If I could grow a new arm right now that would show him, thought Theo.
But Theo couldn’t grow a new arm or even make his shirt shiny. So instead of saying anything, he just stared at the floor. Unhelpful thoughts exploded in his shy mind. He wished he had stayed home – not that his incredibly embarrassing, perpetually arguing, parents would ever allow that to happen.
Timothy had already moved on. Theo’s sometimes friend spread his arms wide and bragged to the class. “Look I morphed my shirt into armour!” Now that he had their attention Timothy was very much showing off.
“Whoa, you look just like a General,” gushed Leena. Leena was smart about everything, except for Timothy. The class joined in on the gushing.
Ugh, thought Theo (compelled to check), that’s just his stupid shiny shirt trick. It’s nothing like the real tactical battle gear of an actual officer. Besides, since they had to wear uniforms to school next year that’s what they were supposed to be practicing. This shiny shirt stuff was just pointless showing off.
“Pretty awesome isn’t it,” Timothy smiled to Theo.
Theo was so jealous that he wanted to scream. Of course, if he screamed everyone would look at him again, so he didn’t. Instead, Theo just muttered, “Cool Timothy,” and shuffled his quiet jealousy to the back of the room. Without an empty seat he slumped down against the back wall.
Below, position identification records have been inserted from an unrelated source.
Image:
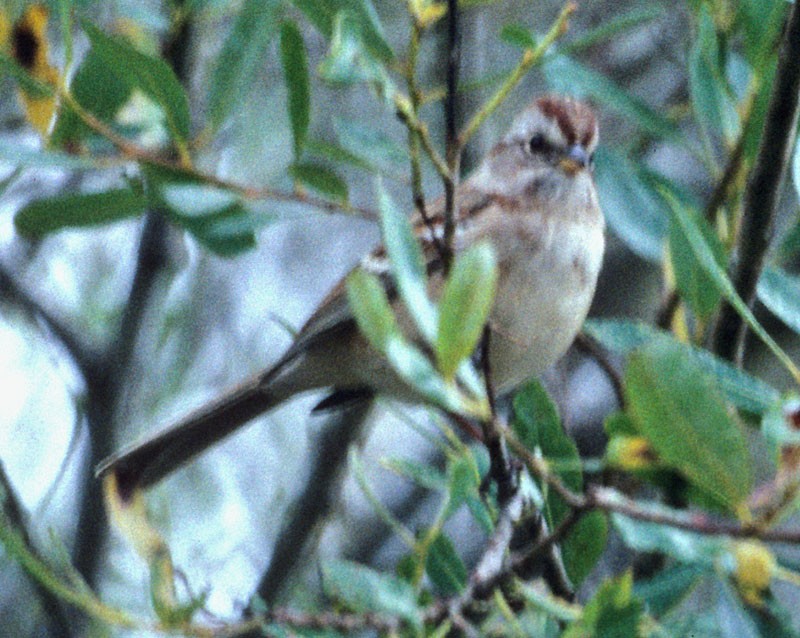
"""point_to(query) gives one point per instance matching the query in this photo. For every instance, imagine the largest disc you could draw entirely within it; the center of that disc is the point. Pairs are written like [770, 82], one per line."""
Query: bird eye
[537, 143]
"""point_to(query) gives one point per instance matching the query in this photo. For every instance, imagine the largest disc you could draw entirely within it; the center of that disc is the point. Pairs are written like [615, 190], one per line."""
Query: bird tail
[146, 463]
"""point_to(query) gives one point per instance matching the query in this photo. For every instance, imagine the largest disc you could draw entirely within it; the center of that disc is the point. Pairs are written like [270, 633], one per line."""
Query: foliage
[687, 418]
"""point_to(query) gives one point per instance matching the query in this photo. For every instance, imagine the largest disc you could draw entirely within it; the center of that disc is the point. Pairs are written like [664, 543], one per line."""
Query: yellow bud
[755, 566]
[630, 453]
[129, 516]
[30, 48]
[431, 13]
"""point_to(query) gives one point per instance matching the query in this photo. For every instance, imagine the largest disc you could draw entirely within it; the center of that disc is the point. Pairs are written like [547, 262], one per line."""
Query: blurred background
[112, 332]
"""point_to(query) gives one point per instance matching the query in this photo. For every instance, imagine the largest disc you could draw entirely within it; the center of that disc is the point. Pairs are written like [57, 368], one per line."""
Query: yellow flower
[29, 47]
[630, 453]
[755, 566]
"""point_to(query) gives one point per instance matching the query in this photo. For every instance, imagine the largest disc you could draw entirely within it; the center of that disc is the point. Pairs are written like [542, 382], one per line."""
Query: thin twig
[763, 189]
[609, 500]
[529, 58]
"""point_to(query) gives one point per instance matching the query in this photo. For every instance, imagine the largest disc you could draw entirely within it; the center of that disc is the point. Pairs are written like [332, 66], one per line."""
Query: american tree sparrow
[533, 198]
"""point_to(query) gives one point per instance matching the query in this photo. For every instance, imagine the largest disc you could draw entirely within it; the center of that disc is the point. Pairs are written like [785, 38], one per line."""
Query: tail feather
[146, 463]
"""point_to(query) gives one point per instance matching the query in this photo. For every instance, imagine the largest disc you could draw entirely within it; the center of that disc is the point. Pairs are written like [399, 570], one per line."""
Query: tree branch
[763, 190]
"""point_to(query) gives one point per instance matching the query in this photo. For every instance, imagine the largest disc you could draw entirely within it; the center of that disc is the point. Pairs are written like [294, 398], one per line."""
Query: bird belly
[550, 293]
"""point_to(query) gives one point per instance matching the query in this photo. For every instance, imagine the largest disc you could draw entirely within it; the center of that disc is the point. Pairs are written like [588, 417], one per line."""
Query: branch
[319, 496]
[529, 58]
[453, 145]
[106, 382]
[763, 189]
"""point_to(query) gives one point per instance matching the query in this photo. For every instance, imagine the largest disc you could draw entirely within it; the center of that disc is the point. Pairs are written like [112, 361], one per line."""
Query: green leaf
[151, 75]
[713, 106]
[762, 21]
[746, 392]
[679, 409]
[371, 309]
[537, 424]
[349, 59]
[423, 475]
[796, 169]
[417, 370]
[779, 430]
[243, 53]
[295, 74]
[216, 217]
[364, 140]
[323, 16]
[408, 265]
[614, 27]
[364, 590]
[682, 545]
[88, 209]
[518, 35]
[613, 612]
[719, 277]
[633, 208]
[320, 179]
[335, 153]
[692, 281]
[100, 90]
[445, 567]
[463, 481]
[33, 87]
[26, 156]
[669, 587]
[565, 75]
[780, 293]
[464, 307]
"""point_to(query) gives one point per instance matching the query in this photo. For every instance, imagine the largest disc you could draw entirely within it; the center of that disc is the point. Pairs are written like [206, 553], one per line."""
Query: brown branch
[452, 145]
[763, 189]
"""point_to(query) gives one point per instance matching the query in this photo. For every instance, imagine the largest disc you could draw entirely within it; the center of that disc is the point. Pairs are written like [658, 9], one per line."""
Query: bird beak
[575, 159]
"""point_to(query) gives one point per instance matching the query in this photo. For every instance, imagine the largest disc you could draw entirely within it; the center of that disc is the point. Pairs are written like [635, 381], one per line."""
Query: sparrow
[532, 198]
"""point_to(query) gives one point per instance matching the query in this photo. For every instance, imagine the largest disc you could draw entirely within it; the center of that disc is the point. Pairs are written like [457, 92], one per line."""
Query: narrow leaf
[242, 54]
[215, 217]
[365, 139]
[323, 16]
[721, 280]
[566, 75]
[90, 209]
[371, 308]
[614, 27]
[682, 545]
[408, 265]
[362, 589]
[320, 179]
[746, 392]
[680, 411]
[712, 104]
[100, 90]
[691, 279]
[464, 307]
[537, 424]
[151, 75]
[445, 567]
[633, 208]
[295, 74]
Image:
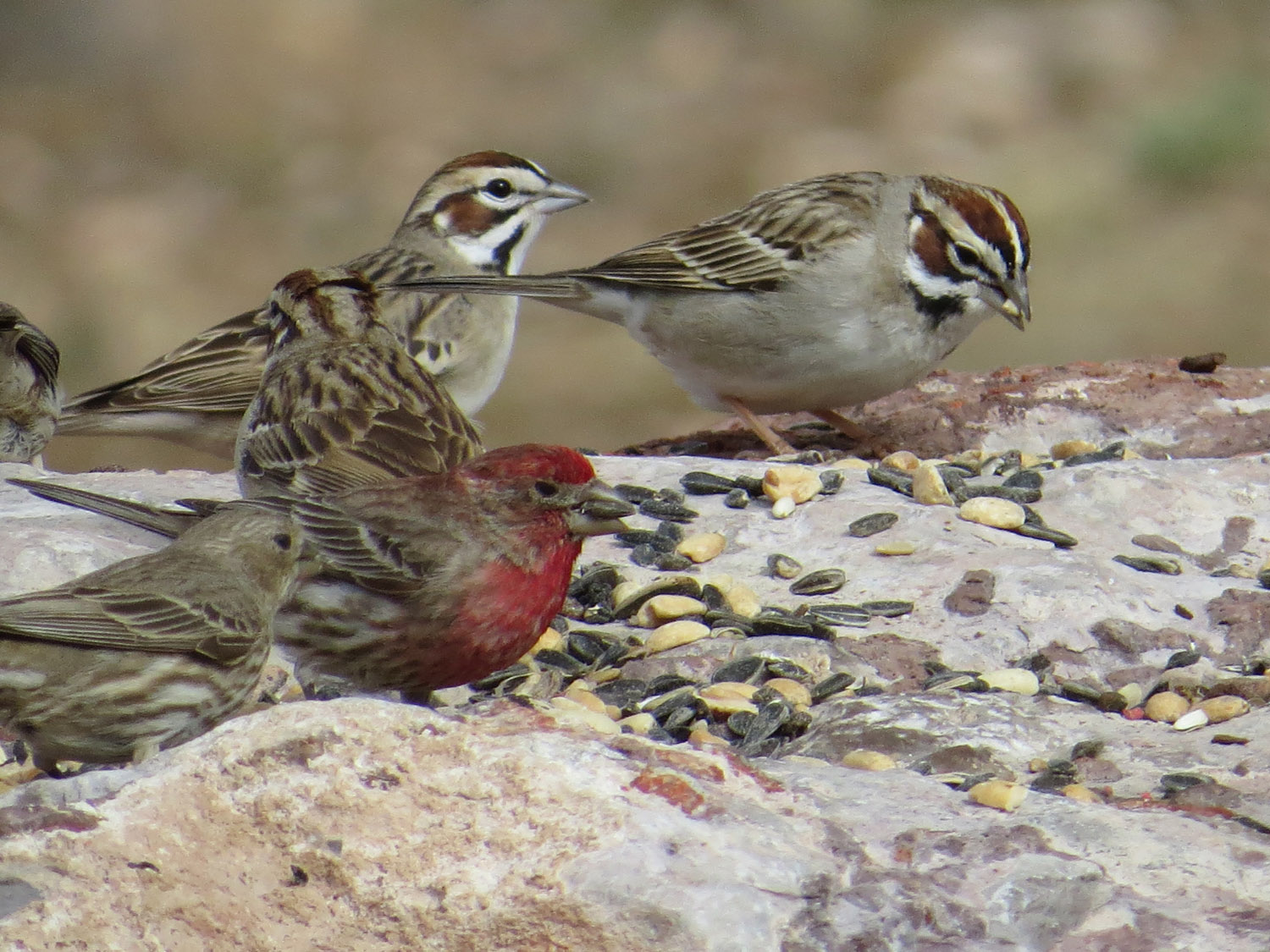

“Lavon!” His mom’s exasperated voice came crisp and clear from the hallway, “we used to win Flipbody awards. Now we’re writing an unsubstantiated puff piece for the military immune complex!”
It took a beat for Theo’s mind to wrap itself around the disconnect. His mom’s voice was in the hallway. His mom. His mom was at school. What was his mom doing at his school? His mom! Wait, she said Lavon? Was his dad here too?
As if answering Theo’s question his normally jokey dad snarked, “Well, Leena, writing that article is how we got our son Theo his tour with General Mac. The General asked for a story, and we asked him to help Theo. It’s a simple trade.”
Theo almost barfed.
He kept it in by focusing on the hope that maybe the ground would swallow him. What was happening? His parents never came to school. The facts of the situation collapsed onto him: his parents were at his school, they were having another of their arguments, the argument was about him, and it was happening -basically- in front of his entire class. For the second time that morning every eye was on Theo. He knew what the whispers said without even hearing them.
Their teacher stepped smoothly into the room. “The class is just in here.” The calm authority of Captain Flag’s voice silenced the snickering of the curious cadets.